En Lima Perú fue tumbada la estatua de Pizarro e igual suerte han corrido en varios países de América Latina las estatuas a Cristóbal Colón. En Ciudad de Guatemala una manifestación de campesinos que protestaban contra el gobierno al pasar por el monumento ecuestre de un ex presidente del siglo XIX, el general José María Reyna Barrios, amarraron un fuerte lazo a la cabeza del general representado y lo decapitaron.

Un ejemplo grandioso del poder de las estatuas es el ejército del emperador chino Qin Shi Huang: ocho mil de guerreros de terracota que custodiaron su tumba durante dos mil años. Sabemos hoy que las ocho mil figuras representan a personas reales. Cada estatua fue diseñada con un perfil personal para diferenciarlas unas de otras. ¿Qué pensaron y sintieron todos esos personajes representados en terracotas cuando vivían? Siguen ahí de pie, como ausentes, inmóviles, con los ojos perdidos en el viejo barro cocido.

Una enajenación bastante patética la encontramos en el Panteón de Dolores en Parral donde está enterrado el cadáver de Pancho Villa, decapitado alguna vez por un profanador desconocido. El 29 de octubre de 2011 en la comunidad de Las Ánimas, en el mismo cementerio en que reposan los restos de Villa fueron descabezados los ángeles que adornan y protegen tumbas y panteones por un fanático religioso, delirante y psicótico. Entró al camposanto armado de una barra de hierro para desafiar a los ángeles de mármol, también de piedra tallada, pidiéndoles a gritos que lo detuvieran y mostraran su poder, pero los ángeles solo miraban con sus ojos inmóviles de mármol como el perturbado los iba descabezando a golpes.

El arte es en verdad la gran ficción. Y las estatuas son eso: ficciones.
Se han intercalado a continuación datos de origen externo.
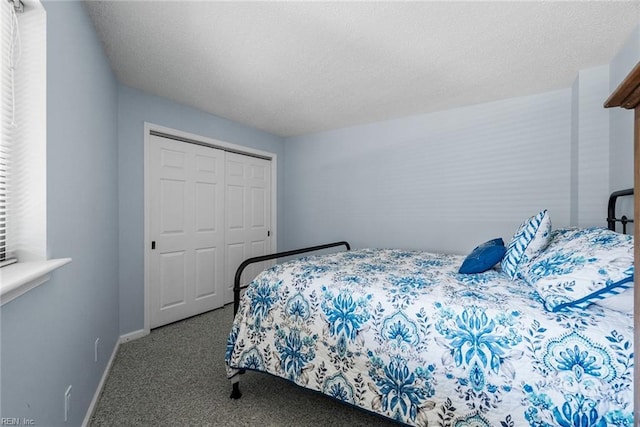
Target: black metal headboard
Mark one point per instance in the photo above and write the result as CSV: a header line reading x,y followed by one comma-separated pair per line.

Y no importan las venus mutiladas ya que sus brazos ausentes nos abrazan en silencio y nos sentimos amados y un poco felices. Las estatuas nos recuerdan la vida que tuvimos o la que quisimos tener. Como en el poema la Estatua de Sal del poeta mexicano Salvador Novo.

En un reportaje publicado en The New York Times resalta Nina Siegal que a medida que las estatuas caen en todo el mundo, en un acto de rebelión simbólica en contra de las historias de la esclavitud y el colonialismo, los directores de museos y los historiadores ante los monumentos derribados inquieren con cierta inseguridad sobre ¿qué hacer?  Siegal por su lado se pregunta tres cuestiones: ¿Acaso deberían repararse y trasladarse a la seguridad de un museo? O ¿deberían crearse nuevas obras de arte con ellas?

Poder y sugestión emanan las estatuas. Por algo las prohíbe el Deuteronomio. Las estatuas nos hablan y nos transportan a reinos ilusorios. En las afueras el Cairo, donde comienza el desierto, está la milenaria Esfinge de Guiza, la «imagen viviente», con sus 20 metros de altura y 70 de longitud. Se creía que había sido hecha por los atlantes y que los archivos de la ciudad hundida estarían debajo de la formidable estatua. Su mayor enemigo han sido la erosión y el tiempo. Las arenas la cubrieron durante siglos y con esto la salvaron. Cabe pensar que habrá perdido el olfato pues la nariz desapareció. Sin embargo, y con un poco de esfuerzo, en las noches de luna llena puede verse, y en palabras de Enrique Gómez Carrillo, la sonrisa de la esfinge. Agregamos: enredándose en el tiempo.